While many advisors have counseled against purchasing an annuity with IRA funds in the past, in today’s post-recession world, there are a variety of valid reasons why a client may be interested in the annuity-within-an-IRA strategy. However, as with any retirement income planning strategy, the pitfalls associated with a poorly executed annuity purchase strategy can cause unnecessary expenses and disappointment down the road.

This is especially true if the client is planning to use the annuity as a tool for simplifying his or her IRA required minimum distribution (RMD) obligations.
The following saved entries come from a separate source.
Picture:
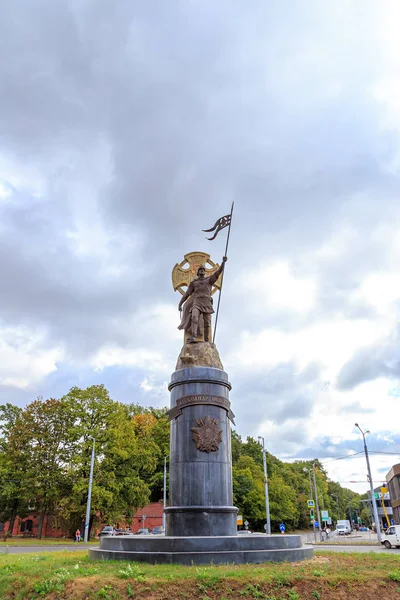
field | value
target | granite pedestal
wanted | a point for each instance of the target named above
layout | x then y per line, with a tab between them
201	519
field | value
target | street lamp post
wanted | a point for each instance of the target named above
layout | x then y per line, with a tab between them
87	520
374	507
311	498
317	503
268	518
165	491
337	503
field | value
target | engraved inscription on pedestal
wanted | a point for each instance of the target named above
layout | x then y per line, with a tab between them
207	435
194	399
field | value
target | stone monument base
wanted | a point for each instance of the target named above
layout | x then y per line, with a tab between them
204	550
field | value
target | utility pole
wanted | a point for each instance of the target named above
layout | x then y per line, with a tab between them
375	508
165	491
268	518
337	502
317	503
87	520
311	498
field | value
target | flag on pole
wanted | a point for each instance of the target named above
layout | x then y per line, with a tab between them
219	224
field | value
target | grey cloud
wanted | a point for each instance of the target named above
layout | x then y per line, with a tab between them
157	115
371	363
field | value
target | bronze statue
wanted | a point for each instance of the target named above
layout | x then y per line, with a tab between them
199	303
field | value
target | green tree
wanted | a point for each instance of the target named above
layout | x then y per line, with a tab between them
38	438
124	459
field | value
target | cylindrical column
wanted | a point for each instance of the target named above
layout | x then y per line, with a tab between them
200	490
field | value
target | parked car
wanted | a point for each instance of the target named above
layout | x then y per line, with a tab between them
143	531
391	537
108	530
343	527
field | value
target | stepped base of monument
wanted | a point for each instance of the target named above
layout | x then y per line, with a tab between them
202	550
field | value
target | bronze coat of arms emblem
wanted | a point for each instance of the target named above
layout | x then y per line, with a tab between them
207	435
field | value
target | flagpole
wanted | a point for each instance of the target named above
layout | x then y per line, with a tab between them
222	278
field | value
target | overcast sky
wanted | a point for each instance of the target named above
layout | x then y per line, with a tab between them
127	127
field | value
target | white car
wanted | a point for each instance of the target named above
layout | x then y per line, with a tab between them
343	530
391	537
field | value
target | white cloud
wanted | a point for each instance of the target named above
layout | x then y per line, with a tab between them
276	287
25	357
330	343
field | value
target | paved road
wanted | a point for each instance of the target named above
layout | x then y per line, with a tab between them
348	548
77	547
50	548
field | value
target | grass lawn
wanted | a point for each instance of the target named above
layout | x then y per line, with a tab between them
72	576
20	541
Because a separate set of rules governs each individual type of annuity that may be held within an IRA for RMD purposes, it is important that the advisor carefully examine the proposed annuity purchase in light of the client’s goals in order to ensure not only that the RMD rules are followed, but also that those goals are furthered.

The Annuity Impact on RMD Rules

In general, a client may hold either an immediate or deferred annuity within his or her IRA. An immediate annuity allows the client to begin receiving annuity payments immediately (or very shortly after the contract is purchased). Once annuitized, the value of these types of annuities are excluded from the value of the IRA for purposes of calculating the RMDs for the non-annuity IRA assets.
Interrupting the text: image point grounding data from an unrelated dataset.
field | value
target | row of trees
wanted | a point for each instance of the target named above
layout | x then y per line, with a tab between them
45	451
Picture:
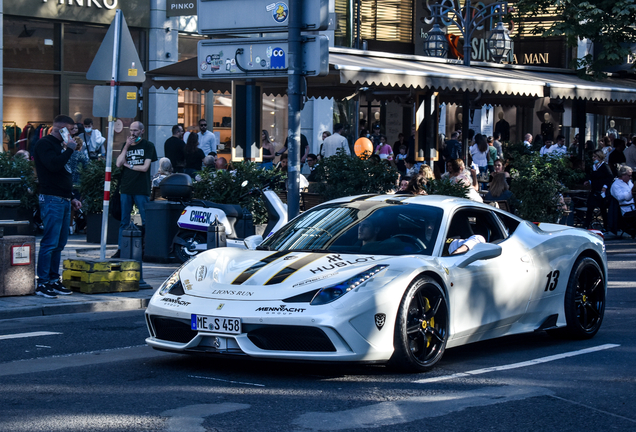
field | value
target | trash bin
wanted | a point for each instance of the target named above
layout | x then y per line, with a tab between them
17	265
161	227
Importantly, the client should be advised that he or she will be required to calculate RMDs on those non-annuity assets held within the IRA even though he or she is receiving annuity payments. It is also important to note that immediate annuities purchased within an IRA must provide that payments will begin no later than when the client reaches 70 ½, and the minimum guarantee term generally must end around the time the client reaches age 96.
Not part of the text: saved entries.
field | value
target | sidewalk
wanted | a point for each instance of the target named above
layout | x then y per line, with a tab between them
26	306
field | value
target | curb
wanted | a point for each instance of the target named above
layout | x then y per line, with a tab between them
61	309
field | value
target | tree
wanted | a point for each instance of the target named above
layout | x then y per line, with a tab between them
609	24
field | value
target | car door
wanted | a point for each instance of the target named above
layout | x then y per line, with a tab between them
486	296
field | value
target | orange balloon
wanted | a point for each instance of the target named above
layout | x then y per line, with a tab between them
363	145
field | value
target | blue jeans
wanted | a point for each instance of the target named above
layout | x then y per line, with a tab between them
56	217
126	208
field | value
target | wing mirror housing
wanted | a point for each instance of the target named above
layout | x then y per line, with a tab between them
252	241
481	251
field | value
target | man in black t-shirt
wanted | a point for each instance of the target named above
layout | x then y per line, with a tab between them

On the other hand, the fair market value of a non-annuitized deferred annuity that is held within an IRA is included in the value of the account (as of the end of the prior year) in computing RMDs for the year.

Fair market value can be difficult to discern in some cases because it must take into consideration both the purchase price and, in some cases, applicable minimum guarantees. Additional benefits offered through riders can also add value, and calculating the value of these benefits can become complicated. In general, it is advisable that clients obtain a calculation of the fair market value of a deferred annuity from the insurance company that sold the contract.

Qualified longevity annuity contracts (QLACs) are deferred annuities that satisfy specific IRA-mandated criteria, and are subject to an entirely different set of rules than traditional deferred annuities. Within statutorily prescribed limits, the value of these annuities is excluded from the IRA account value in determining RMDs in order to encourage the purchase of deferred annuities within retirement accounts.

Why Purchase an IRA Annuity?

Immediate annuities that are held within an IRA can help to simplify the client’s financial life because they usually comply with the RMD rules automatically — payments are determined in the same way that the RMD itself is calculated, using a formula based on the life expectancy of the client and the amount invested.

Further, the income generated from the annuity can help maximize the investment performance of other IRA assets. While a cash RMD is required each year after the client turns 70½ regardless of general market conditions, it is important to remember that IRA assets may be invested in a variety of holdings, including securities and funds that will fluctuate with the equity markets.

Unfortunately, the RMD requirements may, depending on market performance, cause clients to miss out on market upswings by requiring the liquidation of appreciating IRA assets in order to satisfy RMDs (the same problem arises when the client needs funds in excess of the RMD to cover basic living costs). Using a fixed income annuity can help minimize this risk because the payments are fixed in advance.

Importantly, annuities held within IRAs continue to offer many of the income guarantee benefits that client look for in annuities generally — providing a level of stability to the IRA performance which can be especially important if the bulk of the client’s retirement assets are contained within the IRA, so that he or she may not have the option of purchasing an annuity with non-IRA funds.

Conclusion

Annuitizing a portion of a client’s IRA can help simplify that client’s retirement income planning to a certain extent — but it also presents its own set of complications that must be understood in order to properly execute such a strategy.